Shipments were 2.23 million tons compared to 2Mt in the previous quarter, and the average sales price increased from $US37.60 per ton for the 2004 fourth quarter to $US43.27/t for the 2005 first quarter.
Net income available to common shareholders for the quarter was $US309,000.
"The coal markets remain very robust, and have actually strengthened during the traditional shoulder season. We expect this will have a positive impact on our open contract position for expected shipments in 2006 and 2007,” James River chief Peter Socha said.
Total production from company and contractor mines was about 180,000t below internal goals for the quarter. More than half of the shortfall was from a contractor surface mine delaying ramp-up from January to April due to inclement winter weather and delays in obtaining production equipment.

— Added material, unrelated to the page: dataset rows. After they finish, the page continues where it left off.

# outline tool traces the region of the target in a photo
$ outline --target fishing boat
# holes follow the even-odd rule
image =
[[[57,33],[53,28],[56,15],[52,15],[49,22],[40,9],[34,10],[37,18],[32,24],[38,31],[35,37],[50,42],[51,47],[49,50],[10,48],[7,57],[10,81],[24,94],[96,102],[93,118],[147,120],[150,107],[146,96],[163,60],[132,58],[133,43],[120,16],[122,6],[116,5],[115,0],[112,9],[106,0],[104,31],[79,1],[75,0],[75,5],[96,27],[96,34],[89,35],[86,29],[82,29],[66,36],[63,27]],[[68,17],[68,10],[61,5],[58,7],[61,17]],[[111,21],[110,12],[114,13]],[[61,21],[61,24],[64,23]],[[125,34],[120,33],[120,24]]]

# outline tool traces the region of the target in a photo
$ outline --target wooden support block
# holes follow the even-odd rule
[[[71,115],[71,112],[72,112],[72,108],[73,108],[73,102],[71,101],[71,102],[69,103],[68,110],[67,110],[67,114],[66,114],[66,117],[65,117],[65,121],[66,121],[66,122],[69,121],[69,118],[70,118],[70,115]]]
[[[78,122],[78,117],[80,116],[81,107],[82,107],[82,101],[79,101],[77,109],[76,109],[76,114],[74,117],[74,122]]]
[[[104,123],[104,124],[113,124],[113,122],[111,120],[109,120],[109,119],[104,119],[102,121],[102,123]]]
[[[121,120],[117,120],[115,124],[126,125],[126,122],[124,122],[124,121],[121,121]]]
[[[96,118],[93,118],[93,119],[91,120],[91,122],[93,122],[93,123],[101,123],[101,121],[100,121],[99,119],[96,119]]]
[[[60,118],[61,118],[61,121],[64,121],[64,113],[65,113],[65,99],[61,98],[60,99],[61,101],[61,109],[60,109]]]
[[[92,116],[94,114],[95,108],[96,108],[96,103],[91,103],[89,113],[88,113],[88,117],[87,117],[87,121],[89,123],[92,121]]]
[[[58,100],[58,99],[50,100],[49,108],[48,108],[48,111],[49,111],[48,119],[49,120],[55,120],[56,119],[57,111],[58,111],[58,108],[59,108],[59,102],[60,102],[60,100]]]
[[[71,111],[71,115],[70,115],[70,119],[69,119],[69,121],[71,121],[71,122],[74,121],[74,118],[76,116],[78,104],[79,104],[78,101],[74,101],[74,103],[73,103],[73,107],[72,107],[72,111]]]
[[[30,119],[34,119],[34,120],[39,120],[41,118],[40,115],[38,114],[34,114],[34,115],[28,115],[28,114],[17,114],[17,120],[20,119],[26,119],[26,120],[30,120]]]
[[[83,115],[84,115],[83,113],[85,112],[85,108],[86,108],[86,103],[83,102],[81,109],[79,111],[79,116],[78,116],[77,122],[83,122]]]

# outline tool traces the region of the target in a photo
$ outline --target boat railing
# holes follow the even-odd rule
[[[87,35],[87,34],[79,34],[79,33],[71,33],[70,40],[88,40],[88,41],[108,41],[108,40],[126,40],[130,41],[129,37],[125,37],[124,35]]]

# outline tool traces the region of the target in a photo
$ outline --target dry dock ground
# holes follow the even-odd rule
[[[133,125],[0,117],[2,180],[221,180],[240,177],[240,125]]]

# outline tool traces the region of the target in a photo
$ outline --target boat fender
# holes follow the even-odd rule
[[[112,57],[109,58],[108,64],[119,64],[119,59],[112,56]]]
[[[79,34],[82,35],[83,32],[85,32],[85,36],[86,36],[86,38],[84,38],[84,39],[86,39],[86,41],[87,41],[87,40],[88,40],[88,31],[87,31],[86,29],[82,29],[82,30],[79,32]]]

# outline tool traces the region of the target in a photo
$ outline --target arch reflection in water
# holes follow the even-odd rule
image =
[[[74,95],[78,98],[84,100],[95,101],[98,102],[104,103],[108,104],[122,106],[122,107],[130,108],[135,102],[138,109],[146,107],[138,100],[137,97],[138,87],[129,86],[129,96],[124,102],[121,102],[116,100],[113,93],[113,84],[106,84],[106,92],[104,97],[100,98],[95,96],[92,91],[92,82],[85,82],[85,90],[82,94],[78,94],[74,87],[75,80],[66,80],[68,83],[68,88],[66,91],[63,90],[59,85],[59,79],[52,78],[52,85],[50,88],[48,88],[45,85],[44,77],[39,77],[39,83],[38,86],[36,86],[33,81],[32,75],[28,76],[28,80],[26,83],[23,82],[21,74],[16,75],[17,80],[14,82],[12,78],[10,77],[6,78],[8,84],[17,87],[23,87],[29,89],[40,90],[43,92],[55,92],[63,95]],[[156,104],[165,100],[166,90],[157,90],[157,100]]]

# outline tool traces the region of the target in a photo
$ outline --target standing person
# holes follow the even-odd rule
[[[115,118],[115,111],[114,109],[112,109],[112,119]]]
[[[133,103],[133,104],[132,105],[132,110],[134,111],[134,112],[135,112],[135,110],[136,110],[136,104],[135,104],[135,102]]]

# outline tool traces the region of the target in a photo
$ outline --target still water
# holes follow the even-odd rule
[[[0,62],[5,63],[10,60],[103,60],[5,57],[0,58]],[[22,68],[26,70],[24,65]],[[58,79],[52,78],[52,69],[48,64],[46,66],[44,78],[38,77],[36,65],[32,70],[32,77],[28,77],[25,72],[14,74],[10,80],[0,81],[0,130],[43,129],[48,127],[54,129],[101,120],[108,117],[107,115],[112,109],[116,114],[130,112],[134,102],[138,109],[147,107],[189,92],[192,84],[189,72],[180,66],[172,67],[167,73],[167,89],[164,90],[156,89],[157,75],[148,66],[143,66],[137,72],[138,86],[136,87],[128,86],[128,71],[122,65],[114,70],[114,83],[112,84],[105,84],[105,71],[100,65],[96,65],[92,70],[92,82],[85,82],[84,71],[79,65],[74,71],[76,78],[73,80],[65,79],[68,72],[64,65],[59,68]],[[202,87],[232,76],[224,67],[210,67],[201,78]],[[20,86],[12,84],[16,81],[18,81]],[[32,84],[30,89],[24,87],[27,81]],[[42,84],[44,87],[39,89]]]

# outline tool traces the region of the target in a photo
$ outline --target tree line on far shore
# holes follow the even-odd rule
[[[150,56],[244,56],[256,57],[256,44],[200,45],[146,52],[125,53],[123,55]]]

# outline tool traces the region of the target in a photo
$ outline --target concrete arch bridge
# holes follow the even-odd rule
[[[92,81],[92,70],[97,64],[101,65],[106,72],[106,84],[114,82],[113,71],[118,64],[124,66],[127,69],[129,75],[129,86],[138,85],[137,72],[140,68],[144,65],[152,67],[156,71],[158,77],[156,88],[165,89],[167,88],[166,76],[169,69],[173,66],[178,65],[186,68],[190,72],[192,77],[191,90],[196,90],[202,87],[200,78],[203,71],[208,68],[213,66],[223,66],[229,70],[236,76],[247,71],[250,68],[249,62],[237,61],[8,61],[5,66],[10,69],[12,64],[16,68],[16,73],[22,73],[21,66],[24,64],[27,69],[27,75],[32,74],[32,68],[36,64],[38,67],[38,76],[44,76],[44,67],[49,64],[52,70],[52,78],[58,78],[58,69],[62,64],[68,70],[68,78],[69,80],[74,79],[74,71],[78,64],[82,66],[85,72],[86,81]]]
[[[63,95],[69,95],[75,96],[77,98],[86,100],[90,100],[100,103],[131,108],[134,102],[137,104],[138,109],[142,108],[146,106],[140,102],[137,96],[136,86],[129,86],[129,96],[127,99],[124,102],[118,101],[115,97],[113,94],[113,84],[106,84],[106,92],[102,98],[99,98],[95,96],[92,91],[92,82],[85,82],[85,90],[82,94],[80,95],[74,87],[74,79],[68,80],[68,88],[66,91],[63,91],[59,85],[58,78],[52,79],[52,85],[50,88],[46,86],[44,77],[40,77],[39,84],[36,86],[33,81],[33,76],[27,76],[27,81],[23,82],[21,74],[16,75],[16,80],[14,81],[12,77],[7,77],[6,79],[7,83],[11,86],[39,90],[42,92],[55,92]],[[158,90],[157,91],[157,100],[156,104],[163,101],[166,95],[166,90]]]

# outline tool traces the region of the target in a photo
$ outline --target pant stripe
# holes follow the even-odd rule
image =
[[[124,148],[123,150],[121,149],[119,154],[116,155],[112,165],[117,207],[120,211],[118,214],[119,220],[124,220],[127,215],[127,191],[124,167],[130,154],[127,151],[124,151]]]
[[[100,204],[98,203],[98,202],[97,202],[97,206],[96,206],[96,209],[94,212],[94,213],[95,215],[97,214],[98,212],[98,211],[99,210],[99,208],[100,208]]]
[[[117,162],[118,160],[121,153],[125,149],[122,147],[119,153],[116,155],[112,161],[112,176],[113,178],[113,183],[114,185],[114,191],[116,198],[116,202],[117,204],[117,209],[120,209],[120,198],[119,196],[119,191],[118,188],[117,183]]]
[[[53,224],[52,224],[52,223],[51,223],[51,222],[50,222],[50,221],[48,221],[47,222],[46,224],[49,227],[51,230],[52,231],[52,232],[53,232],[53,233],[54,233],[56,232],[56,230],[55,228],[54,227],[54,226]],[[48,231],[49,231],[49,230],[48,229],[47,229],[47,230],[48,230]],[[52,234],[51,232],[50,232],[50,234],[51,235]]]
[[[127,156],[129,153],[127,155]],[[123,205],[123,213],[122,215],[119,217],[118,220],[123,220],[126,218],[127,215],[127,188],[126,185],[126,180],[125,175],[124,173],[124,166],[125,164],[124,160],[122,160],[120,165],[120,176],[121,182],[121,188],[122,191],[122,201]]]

Higher mining costs continued to be a challenge for James River. Increases in mining costs were attributed to rising costs in materials including steel-based products, labour and benefits, and trucking costs.
Mining type also affected mine productivity and costs. During the first quarter, a higher proportion of mines were conducting new advancement operations within individual mine panels.
James River’s Mine 15 development at the McCoy Elkhorn complex remained on schedule with the slope and shaft of the mine reaching the bottom of the coal seam.
Limited coal production from the mine will begin in the 2005 fourth quarter with full ramp-up to 1.5Mt expected by the end of 2006.